Consider the following oracle code:
select * from (
select RS.*, ROWNUM as RN from (
select * from STUDENTS order by GRADES
) RS where ROWNUM <= (#{startIndex} + #{pageSize})
) where RN > #{startIndex}
Notice that there are 2 uses of ROWNUM here:
I need to port such a query to postgres.
I know how to paginate using LIMIT and OFFSET commands for pagination, but I am not able to provide a global row number (each row in query result gets a unique row number).
On the other hand, I was able to find ROW_NUMBER() command which can provide me with the global row numbers, but it is not reccommended for pagination purposes, since the number of tuples in my DB are very large.
How do I write a similar code in postgres?
The solution looks much simpler in PostgreSQL:
SELECT *,
row_number() OVER (ORDER BY grades, id) AS rn
FROM students
ORDER BY grades, id
OFFSET $1 LIMIT $2;
Here, id stands for the primary key and is used to disambiguate between equal grades.
That query is efficient if there is an index on grades and the offset is not too high:
EXPLAIN (ANALYZE)
SELECT *,
row_number() OVER (ORDER BY grades, id) AS rn
FROM students
ORDER BY grades, id
OFFSET 10 LIMIT 20;
QUERY PLAN
-------------------------------------------------------------------
Limit (cost=1.01..2.49 rows=20 width=20)
(actual time=0.204..0.365 rows=20 loops=1)
-> WindowAgg (cost=0.28..74.25 rows=1000 width=20)
(actual time=0.109..0.334 rows=30 loops=1)
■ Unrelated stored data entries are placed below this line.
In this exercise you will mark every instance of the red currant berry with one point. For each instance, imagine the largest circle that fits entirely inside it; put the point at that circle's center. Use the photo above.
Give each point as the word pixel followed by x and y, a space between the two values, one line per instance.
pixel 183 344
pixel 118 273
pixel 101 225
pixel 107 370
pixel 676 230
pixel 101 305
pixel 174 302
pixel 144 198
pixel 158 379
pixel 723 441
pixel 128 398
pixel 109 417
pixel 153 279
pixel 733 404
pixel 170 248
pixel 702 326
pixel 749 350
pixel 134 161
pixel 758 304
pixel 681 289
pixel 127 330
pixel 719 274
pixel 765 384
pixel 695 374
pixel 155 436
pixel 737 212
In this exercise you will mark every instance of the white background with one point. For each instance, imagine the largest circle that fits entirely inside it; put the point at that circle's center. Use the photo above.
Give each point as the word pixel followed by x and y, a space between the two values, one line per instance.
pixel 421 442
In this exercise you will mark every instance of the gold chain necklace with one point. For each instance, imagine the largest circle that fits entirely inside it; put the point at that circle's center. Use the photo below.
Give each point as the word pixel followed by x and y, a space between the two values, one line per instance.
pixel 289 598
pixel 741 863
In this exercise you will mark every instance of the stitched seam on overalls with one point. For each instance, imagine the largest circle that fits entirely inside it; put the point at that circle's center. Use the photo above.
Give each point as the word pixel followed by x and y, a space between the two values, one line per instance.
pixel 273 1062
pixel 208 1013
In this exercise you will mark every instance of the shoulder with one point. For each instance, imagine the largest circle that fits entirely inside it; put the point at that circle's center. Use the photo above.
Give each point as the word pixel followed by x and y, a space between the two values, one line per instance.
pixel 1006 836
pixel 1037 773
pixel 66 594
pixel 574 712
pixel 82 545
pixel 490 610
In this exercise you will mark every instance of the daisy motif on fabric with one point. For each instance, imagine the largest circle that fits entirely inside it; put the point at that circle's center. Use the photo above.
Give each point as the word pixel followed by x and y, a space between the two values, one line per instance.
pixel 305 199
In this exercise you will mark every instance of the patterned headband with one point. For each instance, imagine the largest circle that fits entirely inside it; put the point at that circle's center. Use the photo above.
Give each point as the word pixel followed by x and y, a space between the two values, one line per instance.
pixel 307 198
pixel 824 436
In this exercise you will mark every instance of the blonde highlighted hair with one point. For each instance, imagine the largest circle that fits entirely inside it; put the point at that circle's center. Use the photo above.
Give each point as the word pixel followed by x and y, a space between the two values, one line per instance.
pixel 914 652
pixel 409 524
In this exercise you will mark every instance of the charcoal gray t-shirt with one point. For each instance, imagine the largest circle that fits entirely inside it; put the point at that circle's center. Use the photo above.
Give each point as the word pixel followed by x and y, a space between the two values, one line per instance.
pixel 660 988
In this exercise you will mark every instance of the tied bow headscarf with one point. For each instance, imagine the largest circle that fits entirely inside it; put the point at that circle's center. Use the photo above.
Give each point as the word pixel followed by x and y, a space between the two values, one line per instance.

-> Index Scan using students_grades_idx on students
(cost=0.28..59.25 rows=1000 width=12)
(actual time=0.085..0.204 rows=30 loops=1)
Planning time: 0.515 ms
Execution time: 0.627 ms
(5 rows)
Observe the actual values in the plan.
Pagination with OFFSET is always inefficient with large offsets; consider keyset pagination.